Exploring the prognostic value and biomarker of TEX11 in breast cancer via PANoptosis.

[BACKGROUND] Breast cancer (BRCA) is substantial risk to human health and life. Studies have shown that PANoptosis and explores relationship between PANoptosis and BRCA patient's prognosis.

[METHODS] The TCGA-BRCA cohort and GSE7390 dataset were analyzed to investigate 19 PANoptosis-related genes (PRGs). Differentially expressed genes (DEGs 1) between BRCA and normal samples were identified, and Weighted Gene Co-expression Network Analysis (WGCNA) was applied to select genes most correlated with the PANoptosis score. Key module genes were intersected with DEGs 1, and candidate genes were determined using Kaplan-Meier analysis, stratifying BRCA samples into high- and low-expression groups. TEX11-related DEGs were further explored. Prognostic candidate genes were screened via univariate Cox and LASSO regression, and final independent prognostic factors were confirmed through univariate and multivariate Cox analyses.
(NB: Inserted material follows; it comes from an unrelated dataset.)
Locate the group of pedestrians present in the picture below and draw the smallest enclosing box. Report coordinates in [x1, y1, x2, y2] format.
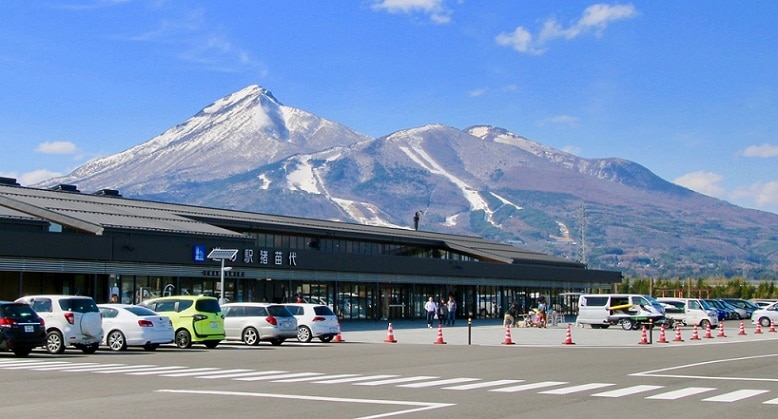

[RESULTS] The 578 intersection genes were acquired via taking intersection of 5,044 DEGs 1 and 1,947 key module genes. TEX11 was subsequently selected for further analysis among these. TEX11 expression levels classify BRCA patients into a high and low group. According to GSEA, regulation of T cell-mediated cytotoxicity was concentrated in the TEX11 high group. 14 differential immune cells were identified, and TEX11 was positively relevant to M1 Macrophages. Next, nine immune checkpoints and TIDE scores in high-expression group showed an upward trend. Moreover, 18 drugs were significant differences between two expression groups, such as Gemcitabine. Finally, 5 biomarkers and 3 independent prognostic factors were identified.

[CONCLUSION] This study established TEX11 as important gene related to prognosis of BRCA, identified five related BRCA biomarkers, highlighted three independent prognostic factors.